Using the MoreLike method it is possible to find documents whose text content are "like" a given string. This functionality is typically used for, but not limited to, finding related documents/objects.

Examples

A simple example can look like this:

searchResult = client.Search<BlogPost>()
    .MoreLike("guitar")
    .GetResult();

After having invoked the MoreLike method we can customize the search query with a number of methods. For instance, given that we don't have a lot of documents with similar content we will probably want to lower the minimum document frequency requirement. That is, the level at which words will be ignored which do not occur in at least that many documents, which defaults to five.

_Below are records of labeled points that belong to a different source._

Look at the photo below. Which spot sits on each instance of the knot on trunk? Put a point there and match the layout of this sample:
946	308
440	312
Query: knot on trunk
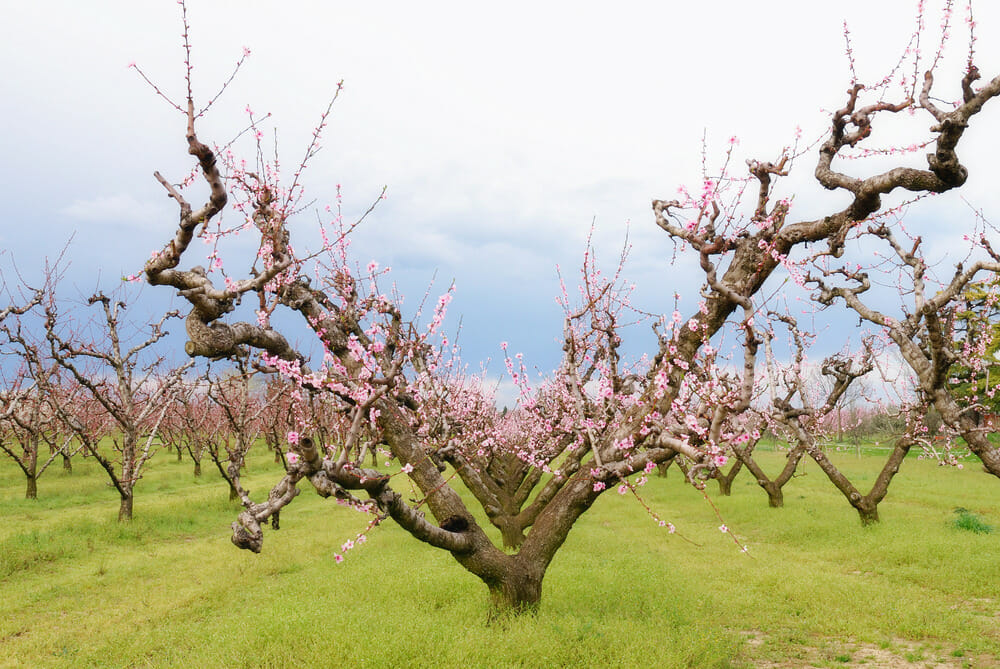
455	524
247	533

searchResult = client.Search<BlogPost>()
    .MoreLike("guitar")
        .MinimumDocumentFrequency(1)
    .GetResult();

A full list of extension methods for customizing the query follows below. But before we look at those, let us look at an example of finding documents "related" to a given document. Assuming we have indexed two BlogPosts with similar content we can search for similar documents as the first and expect the second using a query such as this:

var firstBlogPost = //Some indexed blog post about guitars
var secondBlogPost = //Another blog post about guitars

searchResult = client.Search<BlogPost>()
    .MoreLike(firstBlogPost.Content)
        .MinimumDocumentFrequency(1)
    .Filter(x => !x.Id.Match(firstBlogPost.Id))
    .GetResult();

Note that when issuing these types of queries it's usually a good idea to use some caching as the result is not likely to change very often and even if it does a few minutes delay might not matter.

Customization methods

As the nature of the content can differ greatly between indexes and types it is often a good idea to play around with the many settings available after having invoked the MoreLike method. Below is a list of all methods that can be called to customize the query (with explanations from the Elastic Search guide).

MinimumDocumentFrequency

The frequency at which words will be ignored which do not occur in at least this many docs. Defaults to 5.

MaximumDocumentFrequency

The maximum frequency in which words may still appear. Words that appear in more than this many docs will be ignored. Defaults to unbounded.

PercentTermsToMatch

The percentage of terms to match on. Defaults to 30 (percent).

MinimumTermFrequency

The frequency below which terms will be ignored in the source doc. The default frequency is 2.

MinimumWordLength

The minimum word length below which words will be ignored. Defaults to 0.

MaximumWordLength

The maximum word length above which words will be ignored. Defaults to unbounded (0).

MaximumQueryTerms

The maximum number of query terms that will be included in any generated query. Defaults to 25.

StopWords

A list of words considered “uninteresting” and which will be ignored.